De mannen deden dat vaker, ze werden in 2014 zelfs wereldkampioen. Maar dat gebeurde nadat het 'levenswerk', de olympische finale, in de eerste ronde al was afgebroken door een val van Freek van der Wart. Om die nachtmerrie draagbaar te maken moest Van der Wart zelfs mentale begeleiding zoeken.
Misschien was de race van gisteren het beste medicijn, en waren de getergde Sjinkie Knegt, de op een knie-operatie wachtende Daan Breeuwsma en nieuwkomer Dennis Visser de best gemotiveerde heelmeesters. Zij vormden de dit keer onbreekbare ketting, waarvan Van der Wart met een onnavolgbare passeerbeweging Knegt eerst aan de leiding bracht, om hem vervolgens na een enorme tempoversnelling voor de dreigende Hongaren naar winst te lanceren.
undefined
Van der Wart is wijzer
Het verloren olympische goud van Sotsji is volgens Freek van der Wart nooit meer weg te poetsen. "Misschien kunnen we er over twee jaar een olympische medaille naast zetten", zei hij bij zijn terugkeer in Sotsji tegen de NOS.

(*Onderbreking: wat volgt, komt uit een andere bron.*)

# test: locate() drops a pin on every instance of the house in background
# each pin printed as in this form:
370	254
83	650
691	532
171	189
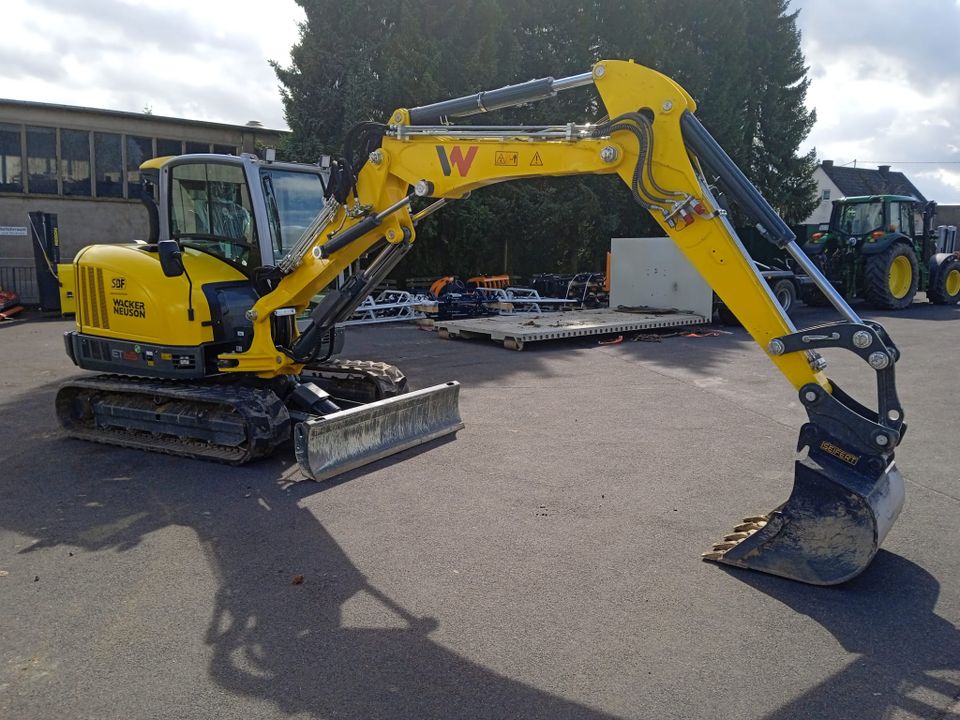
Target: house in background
835	182
83	164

Het terugzien van de hal met de fatale bocht waarin hij na veertig meter in de aflossingsrace viel, was moeilijk. "Ik bleef dat beeld weer zien, werd geconfronteerd met alle herinneringen van de laatste keer dat ik hier was."
"Maar het is goed dat we hier zijn, ik kan een stap zetten in mijn verwerkingsproces naar een goede volgende Spelen. Dit is een levensles, leren omgaan met tegenslagen en er sterker uitkomen. Ik kan het ombuigen in iets positiefs."